Paul Weyrich (one of the founders of the Heritage Foundation, and an advocate for increased rail spending), for example, writes:

… my colleague William S. Lind and I have written several monographs … making the conservative case for rail transit, including streetcars. It seems the public agrees with us because while in State after State conservatives have won ballot initiatives in many of these same States transit initiatives also have won. The libertarians have made the case that money for public transit is a waste. They want more roads. That is a form of subsidized transportation as well. But they don’t see it that way because individuals can drive. However, in city after city which has adopted light rail an overflow crowd has elected to use it as opposed to driving.

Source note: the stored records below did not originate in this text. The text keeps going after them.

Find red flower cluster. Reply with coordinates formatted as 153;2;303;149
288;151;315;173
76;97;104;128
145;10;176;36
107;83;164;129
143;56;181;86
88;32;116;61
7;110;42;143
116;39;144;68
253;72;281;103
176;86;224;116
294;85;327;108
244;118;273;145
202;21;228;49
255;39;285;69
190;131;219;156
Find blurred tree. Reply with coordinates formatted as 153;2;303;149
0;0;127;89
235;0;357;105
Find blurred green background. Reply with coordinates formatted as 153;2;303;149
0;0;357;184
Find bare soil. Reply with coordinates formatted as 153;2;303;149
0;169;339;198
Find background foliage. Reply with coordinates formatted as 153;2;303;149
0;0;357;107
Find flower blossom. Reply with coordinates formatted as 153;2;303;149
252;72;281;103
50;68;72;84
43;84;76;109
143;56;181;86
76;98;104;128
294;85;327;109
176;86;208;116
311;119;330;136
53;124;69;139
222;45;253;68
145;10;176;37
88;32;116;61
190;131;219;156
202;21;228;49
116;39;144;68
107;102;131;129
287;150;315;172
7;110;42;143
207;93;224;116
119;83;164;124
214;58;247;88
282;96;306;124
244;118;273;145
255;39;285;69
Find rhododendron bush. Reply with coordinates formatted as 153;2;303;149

The point we try to make is that under the right circumstances rail works. No matter how fancy the bus people don’t care to ride a bus. Buses serve Manassas, Virginia, Fredericksburg, Virginia and Baltimore, Maryland. Yet competing commuter rail lines carry many more passengers than do the bus lines. That is true even though busses are in some cases more convenient. People like to ride rail.

Another member of the “neo-neo-conservative” (or, as he calls, it, the “next conservative”) movement adds:

As someone who has lived and traveled extensively overseas, one thing I miss the most in the “good ol’ US of A” is a decent public transportation system. In many countries of the world, it is quite comfortable to get around without owning a car. But here, especially where I live, it is next to impossible to get by without one.

Although I appreciate the wealth and the freedom we have in this country to own cars and drive where we like, when we like, I feel we take this freedom to an extreme. Or perhaps I should say, our urban environment forces us to use cars far more often than is necessary or prudent. I don’t put the blame on any one group, person or factor. But clearly, our city planning has evolved in an environment where cars, gas and land were cheap, and public transportation seemed too costly because our cities are too spread out …

In conclusion, I strongly believe the next conservatism should support mass transit, to conserve our precious resources, decrease urban sprawl, lower the blood pressure of every commuter who rides it, and help relieve the heavy load on many of our roads.

In short, the Seattle Times and its contributors need to get with the program and realize that even conservatives increasingly draw the conclusion — transit works, build more.